Young kids are wiser than you think

Sunday 6:30 a.m., the blue dawn hovered like a whisper over Charlottesville. The city looked blurry through my unfocused, sleepy eyes, as if someone had smudged my vision across my pupils. As I think back to that morning, I don’t remember much of it. There were shadowed buildings and a snoring train below the bridge that was humming Charlottesville out of its slumber, a few morning joggers huffing their way up the hill and some dogs walking around with tired tails.

I hurried to catch the train to Washington D.C. to visit my sister for the day. I snuggled into the Amtrak seat as comfortably as I could possibly get, but just as the world behind my window began to creak into motion and I began to drift off to sleep, a little boy behind me began to shout, “Look mommy, we’re moving, we’re moving!”

I’ll be the first to admit that I never really was a “kid person.” Whenever I would hear a crying baby, I’d typically put my headphones in to drain out the wails and forcefully smile at them in hopes that it would cheer them up and make them stop crying.
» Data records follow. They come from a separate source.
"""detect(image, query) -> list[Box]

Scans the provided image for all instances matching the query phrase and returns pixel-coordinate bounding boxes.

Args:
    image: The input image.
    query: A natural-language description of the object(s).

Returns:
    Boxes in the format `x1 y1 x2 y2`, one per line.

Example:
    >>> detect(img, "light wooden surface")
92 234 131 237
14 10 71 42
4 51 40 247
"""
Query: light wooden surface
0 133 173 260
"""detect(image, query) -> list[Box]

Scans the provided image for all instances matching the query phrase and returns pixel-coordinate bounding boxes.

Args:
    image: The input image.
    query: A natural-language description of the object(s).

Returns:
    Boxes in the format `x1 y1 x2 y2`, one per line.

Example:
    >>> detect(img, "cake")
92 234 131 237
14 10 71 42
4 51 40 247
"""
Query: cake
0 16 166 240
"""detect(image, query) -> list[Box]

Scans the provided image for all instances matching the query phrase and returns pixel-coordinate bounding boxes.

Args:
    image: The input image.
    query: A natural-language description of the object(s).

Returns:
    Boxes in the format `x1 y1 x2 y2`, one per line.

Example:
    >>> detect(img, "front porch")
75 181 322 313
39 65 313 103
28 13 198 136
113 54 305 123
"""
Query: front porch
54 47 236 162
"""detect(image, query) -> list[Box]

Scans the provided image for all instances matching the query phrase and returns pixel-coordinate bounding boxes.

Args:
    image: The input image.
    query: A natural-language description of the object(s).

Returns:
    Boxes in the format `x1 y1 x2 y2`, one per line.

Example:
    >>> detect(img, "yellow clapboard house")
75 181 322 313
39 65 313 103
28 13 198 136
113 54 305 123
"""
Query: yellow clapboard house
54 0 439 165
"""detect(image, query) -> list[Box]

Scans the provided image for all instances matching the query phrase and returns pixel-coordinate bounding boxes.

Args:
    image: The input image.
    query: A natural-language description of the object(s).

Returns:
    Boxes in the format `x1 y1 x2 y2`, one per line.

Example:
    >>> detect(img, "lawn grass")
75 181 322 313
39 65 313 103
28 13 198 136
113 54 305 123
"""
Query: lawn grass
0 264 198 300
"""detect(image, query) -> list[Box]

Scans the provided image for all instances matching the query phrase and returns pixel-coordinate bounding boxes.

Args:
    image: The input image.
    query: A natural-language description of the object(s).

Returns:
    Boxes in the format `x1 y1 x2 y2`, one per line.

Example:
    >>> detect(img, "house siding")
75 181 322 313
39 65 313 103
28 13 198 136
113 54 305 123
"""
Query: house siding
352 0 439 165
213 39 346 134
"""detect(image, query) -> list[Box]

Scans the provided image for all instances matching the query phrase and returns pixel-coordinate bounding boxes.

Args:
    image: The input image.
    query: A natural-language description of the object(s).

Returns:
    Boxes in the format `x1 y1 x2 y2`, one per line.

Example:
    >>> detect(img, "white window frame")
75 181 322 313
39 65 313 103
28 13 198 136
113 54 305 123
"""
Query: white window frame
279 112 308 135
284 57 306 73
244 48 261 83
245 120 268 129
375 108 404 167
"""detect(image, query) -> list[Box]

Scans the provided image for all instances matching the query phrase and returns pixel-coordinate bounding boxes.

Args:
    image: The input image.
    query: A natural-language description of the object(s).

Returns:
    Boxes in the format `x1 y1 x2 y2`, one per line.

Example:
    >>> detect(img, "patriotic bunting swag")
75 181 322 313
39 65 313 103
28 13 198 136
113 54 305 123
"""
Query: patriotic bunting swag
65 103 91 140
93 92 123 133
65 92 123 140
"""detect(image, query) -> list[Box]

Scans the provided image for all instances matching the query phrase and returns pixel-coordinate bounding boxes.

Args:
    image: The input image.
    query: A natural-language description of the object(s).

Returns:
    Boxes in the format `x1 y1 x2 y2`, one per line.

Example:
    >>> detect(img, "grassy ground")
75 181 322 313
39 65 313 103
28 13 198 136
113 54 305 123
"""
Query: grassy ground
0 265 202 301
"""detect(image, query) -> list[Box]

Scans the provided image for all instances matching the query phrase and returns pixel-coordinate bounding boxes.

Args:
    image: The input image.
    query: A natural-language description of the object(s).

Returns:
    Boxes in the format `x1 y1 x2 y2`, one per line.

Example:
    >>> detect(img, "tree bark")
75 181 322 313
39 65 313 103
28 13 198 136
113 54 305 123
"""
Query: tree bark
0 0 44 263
It never worked. So when I heard the little boy shouting behind me as I was in the midst of dozing off and realized I had forgotten my headphones on my desk, I wasn’t the happiest person on that train to say the least. It was going to be a train ride that would feel much longer than two and a half hours.

Instead of sleeping, I looked out the window as the little boy pointed out every train track, every river and every construction site the train zoomed past. Instead of screaming “water fountain” when he saw one, he shouted, “Waterfall, waterfall!” Even though it was just a confusion of words, it made me think about how differently he saw the world from the way I did. I felt blind to what he saw.

In my peripheral sight, I saw the boy’s reflection in the window colored by the green trees outside. He was gripping onto the window ledge, nose pressed up against the glass, eyes wide and mesmerized as if he were seeing the world for the first time. The window was like his television screen. He was so easily fascinated by the smallest details I didn’t notice and took for granted, such as when another train ran parallel to ours and whenever our train would pull up to another station. I felt envious of him and nostalgic for the days when I saw the world like he did. The older I grow, the more the world seems to shrink and shrivel before my eyes, but to this boy, the world was inflated and bloated with beauty.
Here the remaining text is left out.